I am so very sorry about Justin.


----------



## OwnedByACat (Jan 11, 2008)

You are very welcome, Shannon! I made it, hoping it would make you feel even just a little bit better. The poem just seemed to "fit" the moment. 

((((HUGS!)))) atback


----------



## doodlebug (May 13, 2006)

I'm so sorry it ended this way Shannon. I know he was well loved for his short life, he couldn't have asked for better. 

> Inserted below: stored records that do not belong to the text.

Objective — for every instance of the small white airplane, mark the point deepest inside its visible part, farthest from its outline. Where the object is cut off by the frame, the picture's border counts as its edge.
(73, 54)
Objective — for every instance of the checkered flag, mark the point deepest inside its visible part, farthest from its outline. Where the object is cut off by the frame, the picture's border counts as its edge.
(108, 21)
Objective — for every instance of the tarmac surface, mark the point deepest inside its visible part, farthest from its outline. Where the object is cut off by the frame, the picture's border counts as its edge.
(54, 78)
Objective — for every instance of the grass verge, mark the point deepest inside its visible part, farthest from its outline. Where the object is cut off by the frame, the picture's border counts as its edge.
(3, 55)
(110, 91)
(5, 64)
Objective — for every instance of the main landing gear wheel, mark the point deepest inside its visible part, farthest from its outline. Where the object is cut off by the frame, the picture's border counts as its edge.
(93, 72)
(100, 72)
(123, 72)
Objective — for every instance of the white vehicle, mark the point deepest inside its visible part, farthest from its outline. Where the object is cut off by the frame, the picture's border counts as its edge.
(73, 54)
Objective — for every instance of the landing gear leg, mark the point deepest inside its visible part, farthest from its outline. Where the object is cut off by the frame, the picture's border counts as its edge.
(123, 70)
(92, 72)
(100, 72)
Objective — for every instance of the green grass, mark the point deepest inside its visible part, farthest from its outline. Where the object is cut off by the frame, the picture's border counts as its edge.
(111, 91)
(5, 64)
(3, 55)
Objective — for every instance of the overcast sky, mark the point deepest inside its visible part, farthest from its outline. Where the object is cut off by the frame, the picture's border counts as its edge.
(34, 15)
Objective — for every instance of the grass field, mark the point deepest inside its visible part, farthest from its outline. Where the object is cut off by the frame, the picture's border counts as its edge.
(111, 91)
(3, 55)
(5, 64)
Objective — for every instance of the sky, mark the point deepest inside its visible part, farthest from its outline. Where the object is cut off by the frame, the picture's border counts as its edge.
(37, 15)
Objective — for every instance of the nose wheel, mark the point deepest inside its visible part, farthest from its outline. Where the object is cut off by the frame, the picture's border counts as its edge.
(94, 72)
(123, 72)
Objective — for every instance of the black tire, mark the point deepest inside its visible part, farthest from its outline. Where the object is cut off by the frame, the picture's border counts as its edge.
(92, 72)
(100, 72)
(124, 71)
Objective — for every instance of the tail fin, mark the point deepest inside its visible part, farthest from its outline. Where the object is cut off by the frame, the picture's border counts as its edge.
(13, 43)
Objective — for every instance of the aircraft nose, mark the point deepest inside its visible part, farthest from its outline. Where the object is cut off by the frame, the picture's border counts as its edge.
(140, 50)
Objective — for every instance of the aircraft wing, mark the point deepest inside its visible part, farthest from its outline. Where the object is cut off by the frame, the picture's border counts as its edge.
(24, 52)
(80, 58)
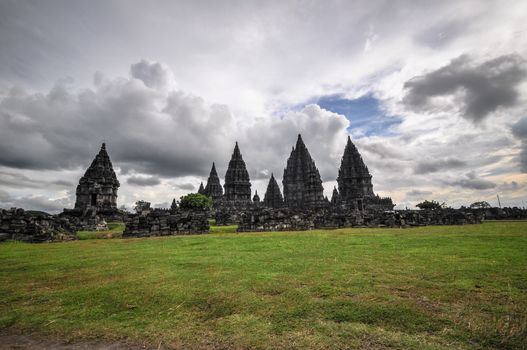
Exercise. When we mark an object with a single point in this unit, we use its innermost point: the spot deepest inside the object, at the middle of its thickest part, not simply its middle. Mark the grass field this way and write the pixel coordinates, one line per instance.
(422, 288)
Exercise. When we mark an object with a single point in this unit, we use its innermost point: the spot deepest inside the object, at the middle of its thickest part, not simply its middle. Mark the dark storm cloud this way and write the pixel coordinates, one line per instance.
(520, 131)
(418, 193)
(147, 130)
(426, 167)
(144, 180)
(186, 187)
(471, 181)
(483, 87)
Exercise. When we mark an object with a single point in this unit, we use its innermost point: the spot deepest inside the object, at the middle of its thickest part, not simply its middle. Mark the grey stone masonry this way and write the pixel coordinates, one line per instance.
(237, 182)
(213, 188)
(273, 196)
(355, 187)
(302, 182)
(98, 187)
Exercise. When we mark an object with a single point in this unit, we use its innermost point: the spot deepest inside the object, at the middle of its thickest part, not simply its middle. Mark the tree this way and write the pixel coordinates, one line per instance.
(141, 206)
(480, 205)
(195, 201)
(431, 205)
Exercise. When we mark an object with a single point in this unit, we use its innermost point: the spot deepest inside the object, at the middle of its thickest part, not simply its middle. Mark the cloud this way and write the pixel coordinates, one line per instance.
(418, 193)
(153, 74)
(143, 180)
(471, 181)
(186, 186)
(16, 180)
(519, 129)
(480, 88)
(511, 186)
(426, 167)
(146, 130)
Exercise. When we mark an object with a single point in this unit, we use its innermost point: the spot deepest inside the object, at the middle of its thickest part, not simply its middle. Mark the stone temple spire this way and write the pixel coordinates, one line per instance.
(213, 188)
(97, 189)
(273, 196)
(354, 179)
(201, 189)
(237, 183)
(302, 183)
(256, 197)
(335, 197)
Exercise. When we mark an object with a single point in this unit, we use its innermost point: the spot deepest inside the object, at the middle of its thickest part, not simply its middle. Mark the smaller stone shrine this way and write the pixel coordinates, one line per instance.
(273, 197)
(355, 189)
(237, 182)
(302, 182)
(98, 187)
(213, 188)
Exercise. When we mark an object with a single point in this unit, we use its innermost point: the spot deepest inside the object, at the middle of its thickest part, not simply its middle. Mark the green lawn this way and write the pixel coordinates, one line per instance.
(459, 287)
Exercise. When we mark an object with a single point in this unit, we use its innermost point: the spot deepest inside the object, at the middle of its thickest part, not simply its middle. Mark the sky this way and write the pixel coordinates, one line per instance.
(433, 94)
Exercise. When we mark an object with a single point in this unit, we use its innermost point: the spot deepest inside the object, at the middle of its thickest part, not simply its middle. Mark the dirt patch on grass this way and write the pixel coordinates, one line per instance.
(35, 342)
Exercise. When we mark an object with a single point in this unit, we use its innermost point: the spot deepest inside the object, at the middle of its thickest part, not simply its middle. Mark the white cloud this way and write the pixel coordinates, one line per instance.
(244, 71)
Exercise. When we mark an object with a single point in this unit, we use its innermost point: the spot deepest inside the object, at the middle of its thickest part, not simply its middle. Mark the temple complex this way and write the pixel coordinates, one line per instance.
(213, 188)
(355, 188)
(273, 196)
(335, 197)
(97, 189)
(302, 183)
(237, 183)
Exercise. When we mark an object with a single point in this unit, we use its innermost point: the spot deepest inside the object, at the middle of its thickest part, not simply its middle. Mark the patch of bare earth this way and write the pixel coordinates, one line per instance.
(34, 342)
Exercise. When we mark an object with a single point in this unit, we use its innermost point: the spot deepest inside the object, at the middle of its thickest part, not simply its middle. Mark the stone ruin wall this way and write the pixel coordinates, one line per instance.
(161, 222)
(19, 225)
(265, 219)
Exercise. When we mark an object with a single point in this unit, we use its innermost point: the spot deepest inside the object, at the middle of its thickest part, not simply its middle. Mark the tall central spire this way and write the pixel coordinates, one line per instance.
(302, 182)
(98, 187)
(213, 188)
(237, 182)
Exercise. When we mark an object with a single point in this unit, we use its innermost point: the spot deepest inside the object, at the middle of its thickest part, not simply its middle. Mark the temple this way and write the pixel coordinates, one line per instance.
(97, 189)
(213, 188)
(237, 183)
(335, 197)
(355, 188)
(302, 183)
(201, 189)
(273, 196)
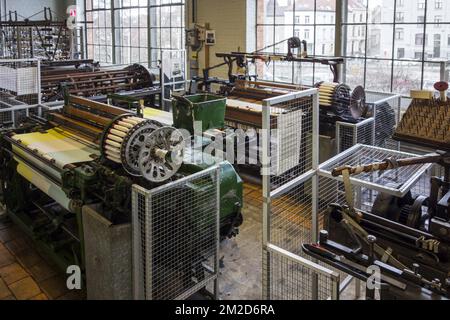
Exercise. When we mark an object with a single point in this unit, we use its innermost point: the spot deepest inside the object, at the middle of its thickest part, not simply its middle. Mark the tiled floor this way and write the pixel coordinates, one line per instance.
(24, 273)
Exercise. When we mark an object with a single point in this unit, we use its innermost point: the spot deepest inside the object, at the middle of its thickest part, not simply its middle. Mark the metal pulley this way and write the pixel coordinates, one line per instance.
(341, 100)
(161, 154)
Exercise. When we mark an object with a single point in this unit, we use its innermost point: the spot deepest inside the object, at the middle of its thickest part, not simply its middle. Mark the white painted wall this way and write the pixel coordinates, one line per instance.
(27, 8)
(229, 19)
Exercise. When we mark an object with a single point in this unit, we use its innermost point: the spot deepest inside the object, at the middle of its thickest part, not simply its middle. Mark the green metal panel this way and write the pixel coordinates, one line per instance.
(207, 108)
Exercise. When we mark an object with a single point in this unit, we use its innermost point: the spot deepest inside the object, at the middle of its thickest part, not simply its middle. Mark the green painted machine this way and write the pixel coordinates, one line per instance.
(93, 153)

I'm going to move this to Rainbow Bridge for you...


----------



## Leazie (Apr 14, 2007)

Shannon, I am so sorry that Justin is gone. I have no doubt that he knew he was very loved- you can see in his pictures that he was content and happy.

(((HUGS))) to you.


----------



## katlover13 (Apr 15, 2008)

Shannon, I am so sorry that you lost your beautiful Justin. He looks like he was such a happy cat. The time we have them is never long enough and it is even more difficult when it is sudden and they are still young. It makes you just want to scream that it's not fair. In the end we can only do what we feel is best for them and I know that is just what you did. He was lucky to be your beloved little kitty.


----------



## gunterkat (Aug 19, 2006)

I'm so very sorry you lost Justin, Shannon. atback


----------



## camel24j (Jan 12, 2007)

i am so sorry


----------



## LilRed (Jul 16, 2008)

I'm so sorry, Shannon. I understand how horribly painful it can be and how many little things you miss or that remind you of your fella. You have my sympathies. He sure was beautiful. He's probably running around acting a fool at the bridge now with lots of new friends. But I'm sure he wants you, your husband & Stormy to take care of yourselves & be strong. He knows you loved him. I'm sure he never had any doubt.


----------



## Heather102180 (Nov 19, 2003)

atback I'm so sorry Shannon. You did everything for Justin though and he knows that and I'm sure he's very grateful to you and your husband for him being able to rest in peace now.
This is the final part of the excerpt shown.